Red Hill Valley is a valley in eastern and south-eastern Hamilton, Ontario, Canada. The valley is named after and home to the Red Hill Creek, which flows 7 km north-east from Albion Falls on the Niagara Escarpment, before bending north-west near the Queen Elizabeth Way and discharging into Hamilton Harbour at Windermere Basin. The name of the area comes from the reddish soil, rich with iron. The valley is estimated to be 1600 acres in size. The Red Hill Valley was the site of a protracted battle over an expressway through the valley, ultimately constructed in 2007.

==Expressway==
The Valley is the site of the Red Hill Valley Parkway, which was completed through the valley in 2007. Originally called the Red Hill Creek Expressway during planning, construction was fought by environmentalists for many years. The expressway was proposed as part of a plan to bypass Hamilton along its south side, and facilitate development to the south and east of Hamilton. The valley, located between Hamilton's core and Stoney Creek, was chosen for the route of the expressway in the 1970s.
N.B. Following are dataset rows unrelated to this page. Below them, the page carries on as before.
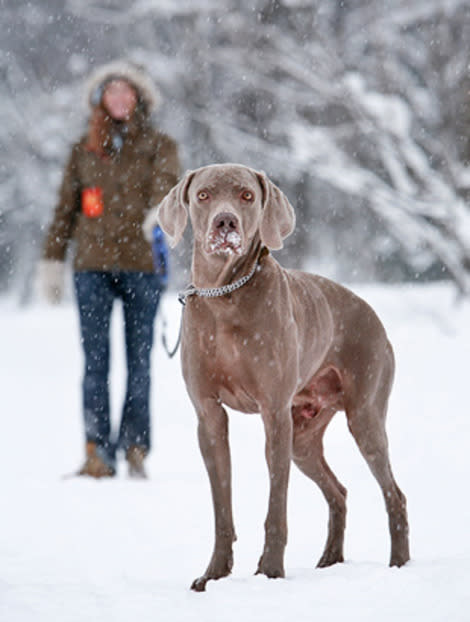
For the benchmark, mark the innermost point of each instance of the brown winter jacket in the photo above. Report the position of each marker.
(132, 180)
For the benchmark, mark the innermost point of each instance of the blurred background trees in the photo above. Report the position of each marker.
(359, 110)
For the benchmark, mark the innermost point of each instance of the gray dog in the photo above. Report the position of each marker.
(292, 346)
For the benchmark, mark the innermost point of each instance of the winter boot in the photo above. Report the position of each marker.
(135, 457)
(95, 466)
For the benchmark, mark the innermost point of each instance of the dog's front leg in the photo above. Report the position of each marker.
(278, 430)
(213, 441)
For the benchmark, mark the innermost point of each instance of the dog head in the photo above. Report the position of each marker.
(227, 204)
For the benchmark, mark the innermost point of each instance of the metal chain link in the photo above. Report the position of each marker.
(215, 292)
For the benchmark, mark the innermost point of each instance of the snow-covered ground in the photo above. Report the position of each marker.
(117, 551)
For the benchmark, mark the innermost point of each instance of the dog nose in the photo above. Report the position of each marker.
(225, 222)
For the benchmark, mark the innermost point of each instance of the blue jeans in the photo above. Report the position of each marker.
(140, 294)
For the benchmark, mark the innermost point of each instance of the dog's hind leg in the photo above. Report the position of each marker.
(213, 441)
(308, 457)
(278, 430)
(367, 425)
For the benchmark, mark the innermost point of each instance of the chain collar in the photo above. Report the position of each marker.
(215, 292)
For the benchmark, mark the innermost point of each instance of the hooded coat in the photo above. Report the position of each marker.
(106, 193)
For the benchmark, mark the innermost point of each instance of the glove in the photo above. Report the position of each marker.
(150, 222)
(51, 279)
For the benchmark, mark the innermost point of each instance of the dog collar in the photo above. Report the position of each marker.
(216, 292)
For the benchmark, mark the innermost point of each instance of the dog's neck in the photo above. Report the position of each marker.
(219, 269)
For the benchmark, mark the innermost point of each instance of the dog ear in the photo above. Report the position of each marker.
(172, 212)
(278, 217)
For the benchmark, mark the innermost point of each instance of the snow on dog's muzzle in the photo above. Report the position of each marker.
(224, 236)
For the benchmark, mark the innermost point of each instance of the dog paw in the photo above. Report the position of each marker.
(199, 584)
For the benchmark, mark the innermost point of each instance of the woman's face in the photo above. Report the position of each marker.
(119, 99)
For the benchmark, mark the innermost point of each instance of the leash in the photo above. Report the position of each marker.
(209, 292)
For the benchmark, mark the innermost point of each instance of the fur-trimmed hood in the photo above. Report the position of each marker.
(133, 73)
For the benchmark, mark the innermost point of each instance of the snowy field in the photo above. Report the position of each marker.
(118, 551)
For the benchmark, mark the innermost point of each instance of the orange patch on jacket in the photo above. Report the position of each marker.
(92, 202)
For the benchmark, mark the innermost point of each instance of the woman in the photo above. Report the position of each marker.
(115, 173)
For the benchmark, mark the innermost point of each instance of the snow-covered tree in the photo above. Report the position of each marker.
(358, 110)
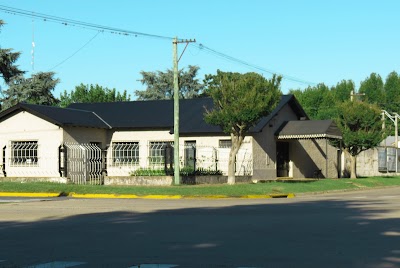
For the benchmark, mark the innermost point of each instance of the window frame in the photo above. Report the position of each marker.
(125, 155)
(24, 153)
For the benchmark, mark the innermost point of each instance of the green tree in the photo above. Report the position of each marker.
(92, 93)
(392, 91)
(317, 101)
(8, 69)
(373, 89)
(160, 84)
(342, 91)
(240, 101)
(36, 90)
(361, 127)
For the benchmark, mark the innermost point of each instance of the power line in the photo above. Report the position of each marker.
(97, 27)
(73, 54)
(70, 22)
(253, 66)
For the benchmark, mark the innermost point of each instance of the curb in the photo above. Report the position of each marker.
(18, 194)
(132, 196)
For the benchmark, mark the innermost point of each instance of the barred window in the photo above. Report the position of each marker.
(157, 151)
(125, 153)
(24, 153)
(225, 143)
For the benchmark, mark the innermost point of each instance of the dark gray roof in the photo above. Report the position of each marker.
(157, 114)
(309, 129)
(58, 116)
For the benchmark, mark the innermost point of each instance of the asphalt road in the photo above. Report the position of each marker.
(357, 229)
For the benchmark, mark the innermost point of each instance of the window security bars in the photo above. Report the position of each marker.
(157, 153)
(225, 143)
(24, 153)
(125, 153)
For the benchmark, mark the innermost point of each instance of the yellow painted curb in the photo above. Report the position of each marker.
(154, 196)
(125, 196)
(16, 194)
(255, 196)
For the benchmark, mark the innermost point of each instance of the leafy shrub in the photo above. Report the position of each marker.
(185, 171)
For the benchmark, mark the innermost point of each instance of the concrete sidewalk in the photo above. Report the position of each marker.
(132, 196)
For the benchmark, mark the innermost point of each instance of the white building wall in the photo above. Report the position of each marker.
(207, 149)
(24, 126)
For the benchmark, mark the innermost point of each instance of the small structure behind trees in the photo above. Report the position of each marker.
(360, 124)
(240, 101)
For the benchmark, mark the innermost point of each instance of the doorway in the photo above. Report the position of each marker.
(282, 159)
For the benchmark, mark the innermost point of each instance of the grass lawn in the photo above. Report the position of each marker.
(203, 190)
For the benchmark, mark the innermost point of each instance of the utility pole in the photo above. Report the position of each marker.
(175, 43)
(352, 94)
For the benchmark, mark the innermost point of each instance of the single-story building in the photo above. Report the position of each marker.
(87, 141)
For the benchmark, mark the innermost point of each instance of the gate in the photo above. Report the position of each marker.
(83, 163)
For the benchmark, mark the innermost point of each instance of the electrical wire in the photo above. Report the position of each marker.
(73, 54)
(250, 65)
(70, 22)
(101, 28)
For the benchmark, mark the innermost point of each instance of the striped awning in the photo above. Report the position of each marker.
(309, 129)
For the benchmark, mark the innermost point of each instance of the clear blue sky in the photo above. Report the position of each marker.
(310, 40)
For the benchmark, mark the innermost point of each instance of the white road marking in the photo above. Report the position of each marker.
(389, 196)
(57, 264)
(156, 265)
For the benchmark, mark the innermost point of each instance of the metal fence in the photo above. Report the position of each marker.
(83, 163)
(388, 160)
(157, 157)
(89, 163)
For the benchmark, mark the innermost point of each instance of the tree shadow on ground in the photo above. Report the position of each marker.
(328, 233)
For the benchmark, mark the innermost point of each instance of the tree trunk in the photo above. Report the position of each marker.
(236, 142)
(353, 165)
(231, 167)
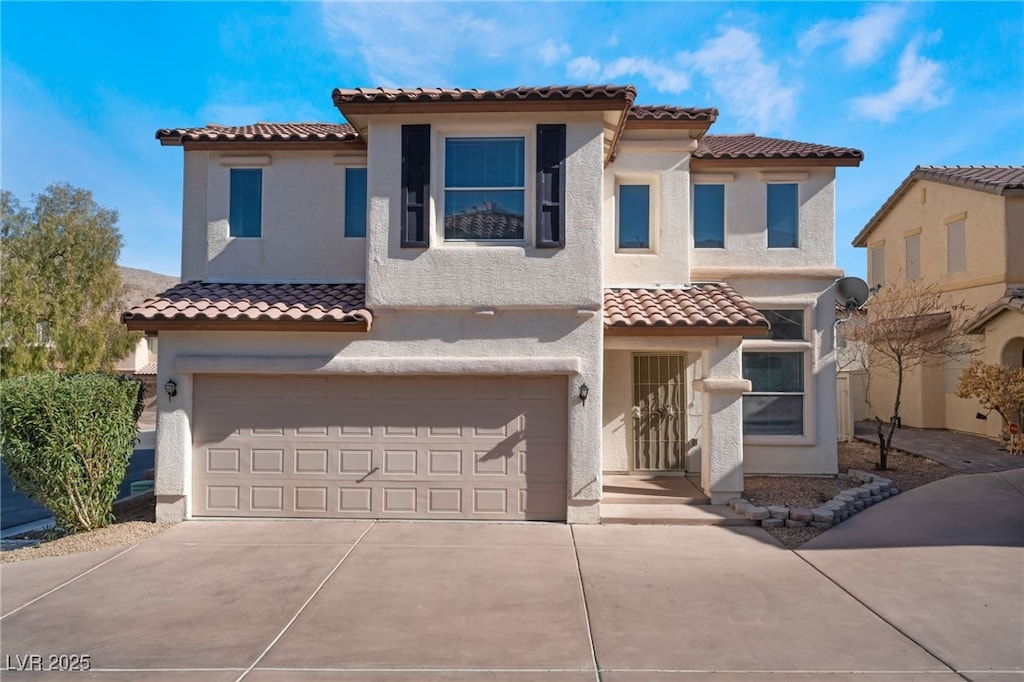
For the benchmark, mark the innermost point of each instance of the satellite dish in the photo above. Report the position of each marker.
(851, 293)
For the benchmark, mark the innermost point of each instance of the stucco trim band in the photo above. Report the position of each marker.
(722, 385)
(374, 366)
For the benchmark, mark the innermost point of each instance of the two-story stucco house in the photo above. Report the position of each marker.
(962, 229)
(471, 304)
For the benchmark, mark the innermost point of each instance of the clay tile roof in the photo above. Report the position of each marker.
(993, 179)
(261, 132)
(344, 96)
(666, 113)
(706, 305)
(1013, 299)
(754, 146)
(203, 303)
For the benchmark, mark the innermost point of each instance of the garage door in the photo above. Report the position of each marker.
(475, 448)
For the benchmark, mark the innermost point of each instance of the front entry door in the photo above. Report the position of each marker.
(658, 413)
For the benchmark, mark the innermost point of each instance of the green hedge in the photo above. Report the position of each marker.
(67, 439)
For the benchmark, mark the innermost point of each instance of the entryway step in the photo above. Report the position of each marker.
(617, 489)
(673, 515)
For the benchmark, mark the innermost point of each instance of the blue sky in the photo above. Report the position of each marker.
(86, 85)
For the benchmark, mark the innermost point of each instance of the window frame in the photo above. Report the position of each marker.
(960, 223)
(796, 207)
(653, 214)
(528, 188)
(693, 214)
(344, 202)
(805, 347)
(230, 198)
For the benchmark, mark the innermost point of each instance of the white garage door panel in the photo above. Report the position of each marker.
(385, 448)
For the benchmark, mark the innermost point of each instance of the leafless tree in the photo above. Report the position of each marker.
(910, 325)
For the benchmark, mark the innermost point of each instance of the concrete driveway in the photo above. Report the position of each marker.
(335, 600)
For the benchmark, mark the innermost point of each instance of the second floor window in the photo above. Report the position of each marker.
(634, 216)
(783, 216)
(912, 245)
(484, 188)
(709, 216)
(246, 210)
(355, 202)
(955, 247)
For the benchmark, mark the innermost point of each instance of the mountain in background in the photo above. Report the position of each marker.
(140, 285)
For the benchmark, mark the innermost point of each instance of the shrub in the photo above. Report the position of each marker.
(67, 440)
The route was chosen over urban routes to avoid destruction of the neighbourhoods on either side and the resulting land costs.
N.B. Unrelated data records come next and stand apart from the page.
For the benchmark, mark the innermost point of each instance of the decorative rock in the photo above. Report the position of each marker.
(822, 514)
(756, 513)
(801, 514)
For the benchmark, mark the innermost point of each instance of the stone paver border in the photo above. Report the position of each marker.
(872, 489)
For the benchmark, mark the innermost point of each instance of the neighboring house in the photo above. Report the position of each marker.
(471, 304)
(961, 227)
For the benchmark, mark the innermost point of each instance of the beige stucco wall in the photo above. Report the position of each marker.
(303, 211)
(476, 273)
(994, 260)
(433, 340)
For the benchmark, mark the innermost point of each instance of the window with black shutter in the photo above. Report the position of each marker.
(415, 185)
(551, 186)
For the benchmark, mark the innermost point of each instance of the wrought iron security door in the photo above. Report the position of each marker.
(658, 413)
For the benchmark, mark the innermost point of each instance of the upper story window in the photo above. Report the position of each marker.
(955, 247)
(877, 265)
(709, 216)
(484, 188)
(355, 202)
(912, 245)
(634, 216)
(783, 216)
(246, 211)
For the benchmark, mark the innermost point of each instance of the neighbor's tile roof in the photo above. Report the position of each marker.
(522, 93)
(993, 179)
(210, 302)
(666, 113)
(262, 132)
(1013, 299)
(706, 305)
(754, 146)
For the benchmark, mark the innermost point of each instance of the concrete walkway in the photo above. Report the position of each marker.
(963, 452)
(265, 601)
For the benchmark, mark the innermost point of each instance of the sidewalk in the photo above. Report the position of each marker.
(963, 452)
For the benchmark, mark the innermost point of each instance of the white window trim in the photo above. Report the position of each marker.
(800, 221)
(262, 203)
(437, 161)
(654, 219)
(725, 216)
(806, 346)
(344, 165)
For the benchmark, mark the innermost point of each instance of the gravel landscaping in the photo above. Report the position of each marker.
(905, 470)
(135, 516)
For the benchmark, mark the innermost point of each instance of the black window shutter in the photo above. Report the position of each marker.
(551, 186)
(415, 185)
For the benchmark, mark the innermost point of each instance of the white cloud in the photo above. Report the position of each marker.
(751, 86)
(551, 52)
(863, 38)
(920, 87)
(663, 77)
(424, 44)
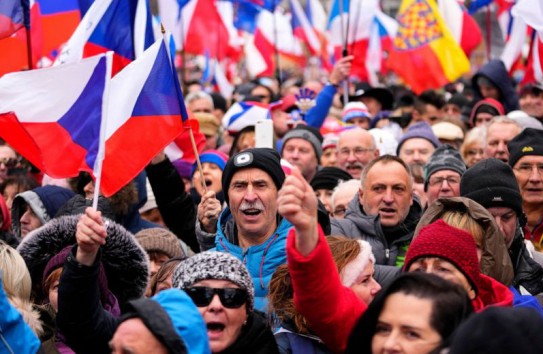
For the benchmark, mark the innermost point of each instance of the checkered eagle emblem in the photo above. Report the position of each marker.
(418, 26)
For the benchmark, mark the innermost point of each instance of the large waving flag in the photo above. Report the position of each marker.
(302, 28)
(531, 12)
(11, 16)
(145, 114)
(52, 116)
(15, 49)
(122, 26)
(425, 54)
(197, 27)
(463, 27)
(273, 36)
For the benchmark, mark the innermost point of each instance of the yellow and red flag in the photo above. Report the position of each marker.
(425, 54)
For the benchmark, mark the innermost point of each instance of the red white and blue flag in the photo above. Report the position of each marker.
(122, 26)
(273, 38)
(303, 29)
(198, 27)
(64, 118)
(368, 34)
(12, 16)
(52, 116)
(462, 26)
(244, 114)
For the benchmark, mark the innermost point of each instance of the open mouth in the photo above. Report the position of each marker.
(215, 327)
(251, 212)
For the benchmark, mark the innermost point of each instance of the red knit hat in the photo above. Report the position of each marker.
(441, 240)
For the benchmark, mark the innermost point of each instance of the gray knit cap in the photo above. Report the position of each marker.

After government cancellations and environmental assessments, compromise plans proposed in the 1990s to save the valley were ultimately rejected. The final design incorporated some compromises intended to ameliorate the effect of the expressway on the valley, including reducing the expressway width from six lanes down to four, cleanup of toxic lands along the creek, and creek habitat improvement. The City of Hamilton proceeded with construction in the first decade of the 2000s. Construction was halted several times by protesters occupying the valley and blocking access to construction sites. The City had to complete the project with security firms patrolling the valley.

==King's Forest==
King's Forest is the name of the park lands at the head of the Valley where it meets the Niagara Escarpment. Within the King's Forest park, Red Hill Creek tributaries make three waterfalls over the Escarpment, the most notable being Albion Falls. Buttermilk Falls is near to Albion Falls and is the least known of the three waterfalls. The other waterfall is called Felker's Falls.